DPDP Act 2023: a practical compliance checklist for Indian SaaS

The Digital Personal Data Protection Act, 2023 (DPDP) is India's first horizontal data protection law. It applies to almost every Indian SaaS — there are no turnover thresholds, no exemptions for "small" platforms. If you handle personal data of natural persons in India, you are a Data Fiduciary, and the obligations are concrete.

This is a practical checklist, not a legal opinion. We've stripped out the philosophy and listed what your engineering, legal, and customer-success teams actually need to do.

Who the law applies to

The DPDP Act applies to processing of digital personal data:

• Within India, whether the data was collected online or digitised later;
• Outside India, if the processing is in connection with offering goods or services to people in India.

If you're a US-headquartered SaaS selling to Indian customers, you're in scope. If you're an Indian B2B platform whose users are all corporates, you're still in scope when you process the personal data of your customers' employees.

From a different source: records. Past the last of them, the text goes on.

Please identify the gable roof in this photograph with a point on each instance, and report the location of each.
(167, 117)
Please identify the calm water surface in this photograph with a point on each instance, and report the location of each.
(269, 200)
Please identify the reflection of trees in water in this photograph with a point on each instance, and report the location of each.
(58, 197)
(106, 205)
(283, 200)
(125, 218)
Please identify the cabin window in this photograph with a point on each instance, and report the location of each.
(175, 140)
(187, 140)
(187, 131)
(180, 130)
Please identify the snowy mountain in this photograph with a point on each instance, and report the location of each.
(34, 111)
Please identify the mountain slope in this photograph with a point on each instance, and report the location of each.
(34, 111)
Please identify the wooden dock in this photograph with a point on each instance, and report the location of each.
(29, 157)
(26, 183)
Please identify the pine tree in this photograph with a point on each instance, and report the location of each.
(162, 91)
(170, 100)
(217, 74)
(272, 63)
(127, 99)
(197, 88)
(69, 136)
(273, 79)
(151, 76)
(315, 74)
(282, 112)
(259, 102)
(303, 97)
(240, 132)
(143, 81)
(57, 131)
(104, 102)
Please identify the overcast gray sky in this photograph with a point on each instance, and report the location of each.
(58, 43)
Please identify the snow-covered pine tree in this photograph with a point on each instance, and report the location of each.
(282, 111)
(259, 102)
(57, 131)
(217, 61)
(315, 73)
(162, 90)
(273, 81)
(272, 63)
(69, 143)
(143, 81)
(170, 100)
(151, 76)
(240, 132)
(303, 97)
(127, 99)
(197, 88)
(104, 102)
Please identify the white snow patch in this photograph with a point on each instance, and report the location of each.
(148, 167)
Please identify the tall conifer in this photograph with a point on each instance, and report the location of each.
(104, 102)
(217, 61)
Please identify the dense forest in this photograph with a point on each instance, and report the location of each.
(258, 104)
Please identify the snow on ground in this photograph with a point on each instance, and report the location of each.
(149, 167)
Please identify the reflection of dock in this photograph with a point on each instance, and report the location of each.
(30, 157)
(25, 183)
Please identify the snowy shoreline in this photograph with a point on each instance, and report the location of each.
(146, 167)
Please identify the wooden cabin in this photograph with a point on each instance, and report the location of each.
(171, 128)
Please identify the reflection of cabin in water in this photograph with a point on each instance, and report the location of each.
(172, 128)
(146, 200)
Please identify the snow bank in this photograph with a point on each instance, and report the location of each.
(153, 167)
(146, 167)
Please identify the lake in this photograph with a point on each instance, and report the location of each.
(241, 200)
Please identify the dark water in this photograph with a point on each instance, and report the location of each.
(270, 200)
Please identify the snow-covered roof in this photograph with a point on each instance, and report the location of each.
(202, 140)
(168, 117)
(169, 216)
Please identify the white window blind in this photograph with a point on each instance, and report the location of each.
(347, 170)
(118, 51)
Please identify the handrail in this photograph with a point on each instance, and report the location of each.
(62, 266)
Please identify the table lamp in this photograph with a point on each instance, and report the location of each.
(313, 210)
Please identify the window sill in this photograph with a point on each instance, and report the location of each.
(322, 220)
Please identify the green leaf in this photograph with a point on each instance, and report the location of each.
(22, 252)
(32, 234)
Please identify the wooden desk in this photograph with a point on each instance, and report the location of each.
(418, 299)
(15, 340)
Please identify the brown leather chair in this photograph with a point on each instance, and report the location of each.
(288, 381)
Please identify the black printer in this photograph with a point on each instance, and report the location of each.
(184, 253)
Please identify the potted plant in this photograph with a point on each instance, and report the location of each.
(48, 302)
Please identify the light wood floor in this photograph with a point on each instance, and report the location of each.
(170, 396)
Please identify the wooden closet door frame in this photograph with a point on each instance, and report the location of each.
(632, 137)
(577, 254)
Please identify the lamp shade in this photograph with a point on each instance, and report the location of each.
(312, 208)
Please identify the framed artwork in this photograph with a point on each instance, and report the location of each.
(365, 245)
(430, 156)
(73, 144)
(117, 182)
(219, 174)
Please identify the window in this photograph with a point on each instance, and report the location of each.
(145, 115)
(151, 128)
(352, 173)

The three roles you need to map

Before writing a single notice, identify your role for each data flow:

• Data Principal — the natural person whose data you process. Always your end users, sometimes your customers' employees, sometimes your contractors.
• Data Fiduciary — the entity deciding the purpose and means of processing. This is almost always you, the SaaS.
• Data Processor — a third party processing data on your behalf under contract. Your hosting provider, email vendor, payment gateway, analytics tool.

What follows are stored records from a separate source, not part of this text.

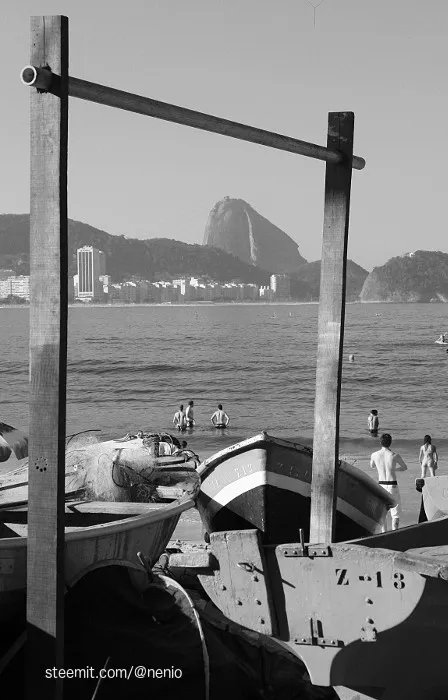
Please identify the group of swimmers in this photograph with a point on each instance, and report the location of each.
(185, 419)
(387, 463)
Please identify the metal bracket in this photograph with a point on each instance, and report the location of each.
(316, 638)
(368, 634)
(319, 641)
(303, 550)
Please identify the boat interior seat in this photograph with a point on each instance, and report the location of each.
(83, 513)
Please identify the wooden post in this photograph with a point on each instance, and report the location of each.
(48, 356)
(331, 329)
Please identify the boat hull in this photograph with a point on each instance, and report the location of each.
(265, 483)
(89, 548)
(361, 618)
(435, 497)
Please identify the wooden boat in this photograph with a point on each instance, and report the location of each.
(97, 534)
(127, 469)
(265, 483)
(368, 617)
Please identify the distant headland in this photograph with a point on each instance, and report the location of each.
(241, 248)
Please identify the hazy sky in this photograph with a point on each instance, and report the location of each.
(262, 63)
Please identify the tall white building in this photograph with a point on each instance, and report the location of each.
(91, 267)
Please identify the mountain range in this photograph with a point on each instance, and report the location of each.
(244, 242)
(234, 226)
(126, 258)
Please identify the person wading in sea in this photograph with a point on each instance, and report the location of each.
(387, 463)
(219, 418)
(428, 456)
(373, 423)
(189, 414)
(179, 419)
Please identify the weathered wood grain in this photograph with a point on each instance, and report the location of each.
(48, 352)
(111, 97)
(331, 329)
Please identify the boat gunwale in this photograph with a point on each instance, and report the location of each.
(132, 522)
(264, 438)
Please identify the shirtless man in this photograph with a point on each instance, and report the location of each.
(189, 414)
(373, 422)
(387, 464)
(179, 419)
(220, 418)
(428, 457)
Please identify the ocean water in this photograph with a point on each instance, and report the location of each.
(129, 368)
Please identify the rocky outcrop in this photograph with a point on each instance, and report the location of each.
(415, 277)
(309, 275)
(234, 226)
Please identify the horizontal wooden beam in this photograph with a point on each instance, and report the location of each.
(44, 79)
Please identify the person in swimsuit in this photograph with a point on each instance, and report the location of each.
(387, 463)
(428, 457)
(189, 414)
(219, 418)
(179, 419)
(373, 423)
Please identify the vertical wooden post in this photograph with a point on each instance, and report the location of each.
(48, 357)
(331, 329)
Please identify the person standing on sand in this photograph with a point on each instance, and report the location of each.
(189, 414)
(373, 422)
(428, 456)
(179, 419)
(387, 464)
(219, 418)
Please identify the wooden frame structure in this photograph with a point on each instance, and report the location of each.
(48, 75)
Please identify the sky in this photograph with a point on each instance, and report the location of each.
(258, 62)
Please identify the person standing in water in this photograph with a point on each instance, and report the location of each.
(219, 418)
(373, 422)
(179, 419)
(387, 463)
(428, 456)
(189, 414)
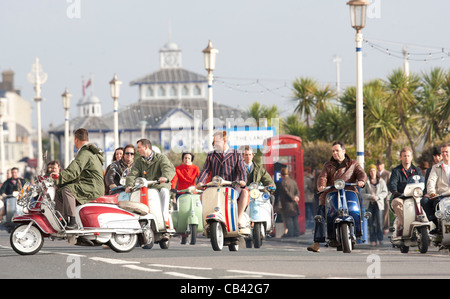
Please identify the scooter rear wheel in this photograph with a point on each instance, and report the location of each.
(346, 242)
(28, 244)
(123, 243)
(217, 237)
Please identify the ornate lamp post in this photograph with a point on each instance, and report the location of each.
(209, 54)
(38, 77)
(115, 93)
(66, 105)
(3, 111)
(358, 21)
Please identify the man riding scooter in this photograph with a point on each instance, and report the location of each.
(152, 166)
(82, 181)
(255, 172)
(340, 166)
(437, 183)
(229, 165)
(117, 169)
(398, 181)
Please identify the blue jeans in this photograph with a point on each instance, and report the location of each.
(375, 223)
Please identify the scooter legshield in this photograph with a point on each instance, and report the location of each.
(353, 211)
(40, 220)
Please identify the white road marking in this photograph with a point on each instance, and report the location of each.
(113, 261)
(135, 267)
(266, 273)
(180, 267)
(177, 274)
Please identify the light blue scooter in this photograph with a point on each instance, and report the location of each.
(260, 211)
(187, 218)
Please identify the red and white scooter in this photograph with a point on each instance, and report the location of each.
(105, 220)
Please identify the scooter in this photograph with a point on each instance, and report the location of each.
(415, 221)
(11, 210)
(260, 210)
(161, 231)
(442, 237)
(343, 216)
(187, 218)
(105, 220)
(220, 215)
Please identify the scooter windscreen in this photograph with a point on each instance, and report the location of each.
(416, 179)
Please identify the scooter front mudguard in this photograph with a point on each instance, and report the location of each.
(39, 220)
(354, 213)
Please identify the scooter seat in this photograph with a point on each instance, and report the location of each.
(109, 199)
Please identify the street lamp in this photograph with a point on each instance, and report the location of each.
(66, 105)
(115, 93)
(209, 54)
(358, 21)
(3, 111)
(38, 77)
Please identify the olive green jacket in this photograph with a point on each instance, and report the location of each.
(259, 174)
(158, 166)
(84, 175)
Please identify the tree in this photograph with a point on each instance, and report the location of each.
(401, 91)
(258, 111)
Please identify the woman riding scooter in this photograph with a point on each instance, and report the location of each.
(185, 177)
(186, 173)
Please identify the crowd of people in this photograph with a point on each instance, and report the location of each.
(84, 180)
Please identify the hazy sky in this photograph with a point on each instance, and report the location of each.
(263, 44)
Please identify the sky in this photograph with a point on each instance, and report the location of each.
(264, 45)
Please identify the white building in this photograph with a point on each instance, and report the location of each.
(17, 128)
(171, 111)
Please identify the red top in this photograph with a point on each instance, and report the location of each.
(185, 176)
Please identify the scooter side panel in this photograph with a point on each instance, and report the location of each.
(106, 216)
(331, 213)
(444, 205)
(224, 198)
(154, 203)
(39, 220)
(409, 215)
(182, 215)
(354, 210)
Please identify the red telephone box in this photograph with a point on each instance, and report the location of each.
(287, 150)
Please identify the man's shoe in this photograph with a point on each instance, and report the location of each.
(314, 247)
(71, 224)
(333, 243)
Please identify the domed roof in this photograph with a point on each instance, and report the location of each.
(89, 100)
(170, 46)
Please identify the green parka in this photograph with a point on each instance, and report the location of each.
(259, 174)
(158, 166)
(84, 175)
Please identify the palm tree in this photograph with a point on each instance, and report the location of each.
(401, 91)
(432, 103)
(293, 126)
(381, 122)
(258, 111)
(304, 93)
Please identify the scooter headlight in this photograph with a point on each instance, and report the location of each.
(253, 186)
(417, 192)
(141, 182)
(217, 180)
(339, 184)
(254, 193)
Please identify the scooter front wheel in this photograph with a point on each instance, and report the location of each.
(216, 236)
(346, 242)
(123, 243)
(29, 243)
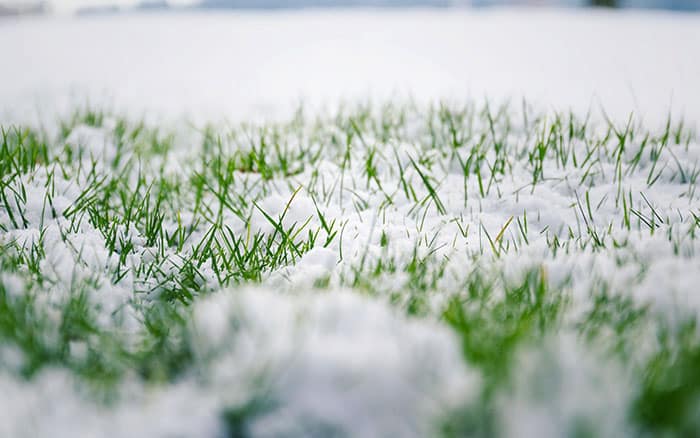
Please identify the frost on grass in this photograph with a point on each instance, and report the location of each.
(382, 270)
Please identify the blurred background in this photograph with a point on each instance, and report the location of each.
(83, 7)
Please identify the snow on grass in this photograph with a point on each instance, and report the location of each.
(398, 269)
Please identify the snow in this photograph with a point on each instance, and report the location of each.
(241, 65)
(333, 358)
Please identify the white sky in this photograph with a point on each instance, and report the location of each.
(66, 6)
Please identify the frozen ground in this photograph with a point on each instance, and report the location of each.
(421, 258)
(210, 66)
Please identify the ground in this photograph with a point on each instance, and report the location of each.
(203, 253)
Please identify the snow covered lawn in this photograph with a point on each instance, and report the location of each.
(376, 266)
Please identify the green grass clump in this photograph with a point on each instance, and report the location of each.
(510, 227)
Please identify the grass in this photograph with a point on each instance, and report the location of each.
(510, 227)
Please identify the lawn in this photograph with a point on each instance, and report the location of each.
(383, 269)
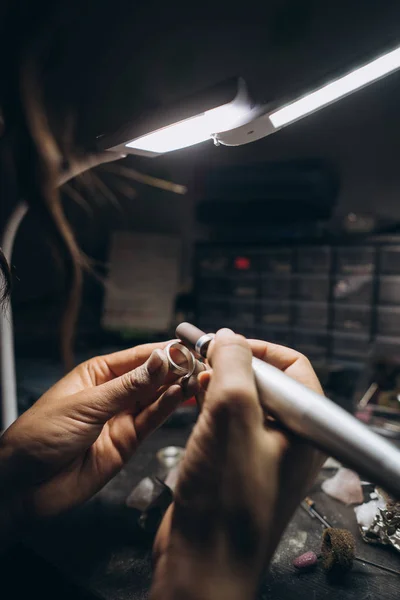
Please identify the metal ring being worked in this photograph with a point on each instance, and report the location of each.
(186, 372)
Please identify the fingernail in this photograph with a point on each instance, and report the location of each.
(223, 334)
(155, 362)
(203, 381)
(190, 388)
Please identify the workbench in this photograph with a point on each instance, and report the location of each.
(101, 549)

You need a register of every Processor you use, and a DPA-style contract with each one.

Notices and consent

Section 5 of the Act requires a "clear and plain" notice before — or at the time of — collecting personal data. The notice must state:

• The personal data being collected and the purpose;
• The manner of exercising rights (correction, erasure, grievance redressal);
• The complaint mechanism;
• How the Data Principal may withdraw consent.

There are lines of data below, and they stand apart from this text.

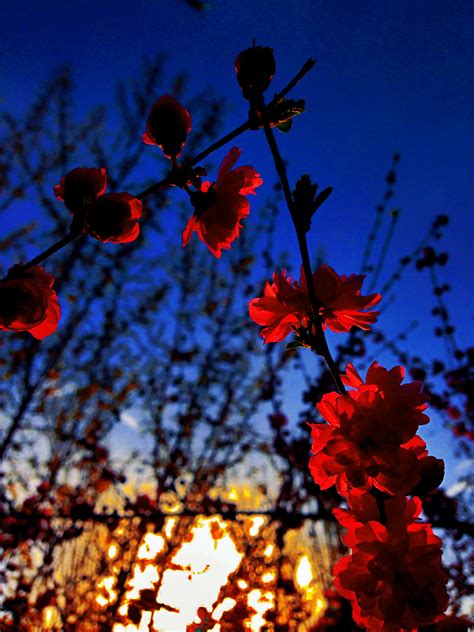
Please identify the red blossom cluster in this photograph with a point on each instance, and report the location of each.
(368, 449)
(28, 302)
(371, 452)
(394, 576)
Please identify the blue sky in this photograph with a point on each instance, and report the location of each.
(391, 76)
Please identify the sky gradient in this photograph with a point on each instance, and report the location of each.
(391, 76)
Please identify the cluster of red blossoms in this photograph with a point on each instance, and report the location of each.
(27, 299)
(371, 452)
(369, 449)
(394, 576)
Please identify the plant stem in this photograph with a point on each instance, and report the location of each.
(64, 241)
(322, 345)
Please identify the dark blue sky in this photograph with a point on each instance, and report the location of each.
(391, 76)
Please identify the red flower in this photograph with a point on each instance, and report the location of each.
(112, 217)
(285, 304)
(369, 439)
(167, 126)
(28, 302)
(80, 187)
(219, 207)
(394, 576)
(283, 307)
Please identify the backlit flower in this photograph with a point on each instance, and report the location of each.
(283, 307)
(220, 207)
(285, 304)
(370, 440)
(168, 126)
(107, 217)
(29, 303)
(394, 576)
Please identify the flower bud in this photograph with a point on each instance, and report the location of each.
(168, 126)
(255, 68)
(114, 217)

Consent must be free, specific, informed, unconditional, and unambiguous, by a clear affirmative action. Pre-ticked boxes don't count. Bundled consent (one tick for marketing + product + analytics) is risky.

Your to-do list:

• Rewrite your signup notice in plain English and your supported Indian languages.
• Build a separate, easy-to-find consent management page — toggleable per purpose.
• Treat withdrawal of consent as a P1 trigger: stop the relevant processing within a reasonable time.

Children and special categories

Processing data of anyone under 18 requires verifiable parental consent. There is no carve-out for "13+". This is a meaningful constraint for ed-tech and any consumer app — verifying parental consent at scale is a hard product problem.

Behavioural monitoring and targeted advertising for children are explicitly prohibited.

Breach reporting

Personal data breaches must be reported to both the Data Protection Board and every affected Data Principal. The Act doesn't specify a window, but draft rules suggest "without undue delay" — read that as 72 hours, matching GDPR practice.

Your engineering to-do list:

• Define what counts as a breach internally (data exfiltration, unauthorised access, accidental disclosure).
• Build an incident-response runbook that includes the notification steps.
• Pre-draft your notification templates so you're not writing them at 2 a.m.

Rights of Data Principals

You must provide:

• Right to access — list of what data you hold, who you've shared it with, summary of processing.
• Right to correction and erasure — correct inaccurate data, erase data no longer needed.
• Right to grievance redressal — name a Grievance Officer and publish their contact details.
• Right to nominate — designate a person to exercise rights on the Principal's behalf after death/incapacity.

You must respond to requests within a "specified period" (likely 30 days in the rules). Building a self-serve data export and delete flow now saves operational cost later.

Cross-border data transfers

Earlier drafts of the Bill had a "whitelist" approach. The final Act flips this: transfers are allowed except to countries specifically restricted by the Central Government. As of now, no country is on the prohibited list, but watch this space — geopolitical changes can update the list overnight.

Document your data flows. Know which Processor sits in which country. Be ready to switch providers if a region becomes restricted.

Significant Data Fiduciaries

The government may designate certain entities as Significant Data Fiduciaries based on volume of data, risk, and impact. SDFs face heavier obligations — appointing a Data Protection Officer based in India, conducting periodic Data Protection Impact Assessments, independent audits.

If you process data of millions of Indians, plan for SDF designation now even if you haven't been notified.

Penalties that actually bite

Penalties go up to ₹250 crore per instance for failure to take reasonable security safeguards, and ₹200 crore for failure to notify a breach. Lower-tier failures (notice, consent, rights) attract ₹150 crore. These are not theoretical — the Data Protection Board has investigative and adjudicatory powers.

Concrete next steps for your team this quarter

1. Map every personal data flow (collection, processing, storage, sharing). 2. Update your privacy notice and consent flows. 3. Sign DPA addenda with every Processor. 4. Appoint a Grievance Officer and publish contact details. 5. Build self-serve access, correction, and erasure flows. 6. Run a tabletop exercise on breach notification. 7. If applicable, prepare for Significant Data Fiduciary designation.

The DPDP Act is enforcement-first. Don't wait for a notice to find out you weren't ready.